Cela devrait, mais c’est plus compliqué qu’on ne le pense. D’abord parce que peu de gens font cette démarche. Seuls 5 % des patients rédigent des directives anticipées. Et même quand ils le font, le formulaire proposé par la Haute Autorité de santé n’est pas adapté aux situations de réanimation. Une formule comme «je refuse l’acharnement thérapeutique sur moi-même», c’est beaucoup trop flou : on a une gradation possible de soins en réanimation qui exige d’être plus précis : peut-on recourir au soutien cardiovasculaire ? Faut-il renoncer à la ventilation artificielle ? Une trachéotomie relève-t-elle de l’acharnement ? Etc. J’ai été le promoteur d’un formulaire de directives anticipées publié par la Société de réanimation française pour préciser ce qui, pour le patient, est acceptable ou pas.

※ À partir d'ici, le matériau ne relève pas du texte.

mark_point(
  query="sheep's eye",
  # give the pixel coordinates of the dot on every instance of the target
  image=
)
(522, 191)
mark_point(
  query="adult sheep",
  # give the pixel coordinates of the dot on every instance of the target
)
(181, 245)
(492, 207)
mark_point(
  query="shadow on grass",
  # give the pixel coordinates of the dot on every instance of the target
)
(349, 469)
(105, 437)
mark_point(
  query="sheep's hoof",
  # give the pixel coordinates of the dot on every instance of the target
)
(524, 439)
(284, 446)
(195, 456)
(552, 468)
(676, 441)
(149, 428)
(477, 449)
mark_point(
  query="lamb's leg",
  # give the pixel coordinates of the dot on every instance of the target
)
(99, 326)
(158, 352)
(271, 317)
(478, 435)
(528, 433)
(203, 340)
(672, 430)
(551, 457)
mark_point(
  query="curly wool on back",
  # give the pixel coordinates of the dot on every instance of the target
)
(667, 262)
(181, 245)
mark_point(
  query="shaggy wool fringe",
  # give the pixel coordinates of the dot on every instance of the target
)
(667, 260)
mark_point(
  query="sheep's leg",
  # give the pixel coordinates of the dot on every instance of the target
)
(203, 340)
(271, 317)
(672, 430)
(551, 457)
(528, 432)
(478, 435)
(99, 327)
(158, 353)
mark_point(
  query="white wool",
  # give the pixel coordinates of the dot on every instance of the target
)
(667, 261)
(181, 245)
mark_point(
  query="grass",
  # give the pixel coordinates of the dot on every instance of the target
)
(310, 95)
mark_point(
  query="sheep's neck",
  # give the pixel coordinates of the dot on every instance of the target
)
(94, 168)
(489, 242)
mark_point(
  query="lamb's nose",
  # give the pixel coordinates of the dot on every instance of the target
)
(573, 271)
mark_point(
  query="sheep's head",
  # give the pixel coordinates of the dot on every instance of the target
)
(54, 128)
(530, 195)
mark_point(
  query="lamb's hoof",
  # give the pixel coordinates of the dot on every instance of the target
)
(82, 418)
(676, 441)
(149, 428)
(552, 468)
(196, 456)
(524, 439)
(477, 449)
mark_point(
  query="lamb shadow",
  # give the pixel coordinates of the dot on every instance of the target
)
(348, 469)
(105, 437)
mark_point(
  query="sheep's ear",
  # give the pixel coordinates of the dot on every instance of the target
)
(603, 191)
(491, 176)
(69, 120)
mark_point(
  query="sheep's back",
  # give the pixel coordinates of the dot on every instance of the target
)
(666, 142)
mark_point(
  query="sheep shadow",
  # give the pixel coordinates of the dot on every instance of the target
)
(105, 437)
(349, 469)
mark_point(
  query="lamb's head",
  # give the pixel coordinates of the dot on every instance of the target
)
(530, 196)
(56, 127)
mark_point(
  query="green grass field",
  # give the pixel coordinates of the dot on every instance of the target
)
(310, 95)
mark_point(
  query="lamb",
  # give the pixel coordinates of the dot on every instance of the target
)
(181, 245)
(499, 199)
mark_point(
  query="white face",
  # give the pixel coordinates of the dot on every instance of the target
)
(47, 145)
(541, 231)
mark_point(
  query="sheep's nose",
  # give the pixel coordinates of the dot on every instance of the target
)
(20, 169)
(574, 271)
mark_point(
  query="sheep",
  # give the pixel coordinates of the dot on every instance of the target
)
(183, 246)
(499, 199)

L’inconvénient, c’est que le formulaire est technique et réclame d’être expliqué par le médecin. C’est très rarement le cas. Pour moi, la loi sur l’aide active à mourir est un moyen d’obliger les praticiens à dialoguer avec leurs patients incurables, du moins avec ceux qui ouvrent ou voudraient ouvrir ce dialogue. Il en va du métier de médecin de savoir le percevoir, puis de respecter leur choix.

Quelle est votre position quand les patients sont atteints de démence précoce, type Alzheimer ?

C’est un sujet très complexe. Le patient atteint de troubles cognitifs très sévères n’est plus en mesure d’exprimer une volonté éclairée. S’il n’a pas formulé de désir quand il était encore en possession de ses moyens intellectuels, difficile de considérer qu’il peut être éligible à l’aide active à mourir. Même quand le patient laisse un écrit, la question se pose de savoir si son souhait est toujours d’actualité… La seule chose, c’est qu’en cas de complication aiguë qui relève de la réanimation, on est plus légitime à le refuser.

Depuis des mois, la Société française d’accompagnement et de soins palliatifs (SFAP) fait campagne sur le thème «donner la mort n’est pas un soin». Que pensez-vous de ce slogan ?

Quand on n’a plus rien à proposer à une personne en souffrance extrême, l’aide active à mourir est un soin. Cela doit faire partie de l’arsenal thérapeutique. Un médecin ne doit plus pouvoir être poursuivi en justice parce qu’il a accédé au souhait de mourir d’un malade qui s’estime en grande souffrance et pour qui la médecine ne peut plus rien. C’est fondamental. Pour autant, on ne doit pas contraindre un médecin à pratiquer une euthanasie s’il estime que ce geste est contraire à son éthique. Si l’aide active à mourir est légalisée, il faut une clause de conscience.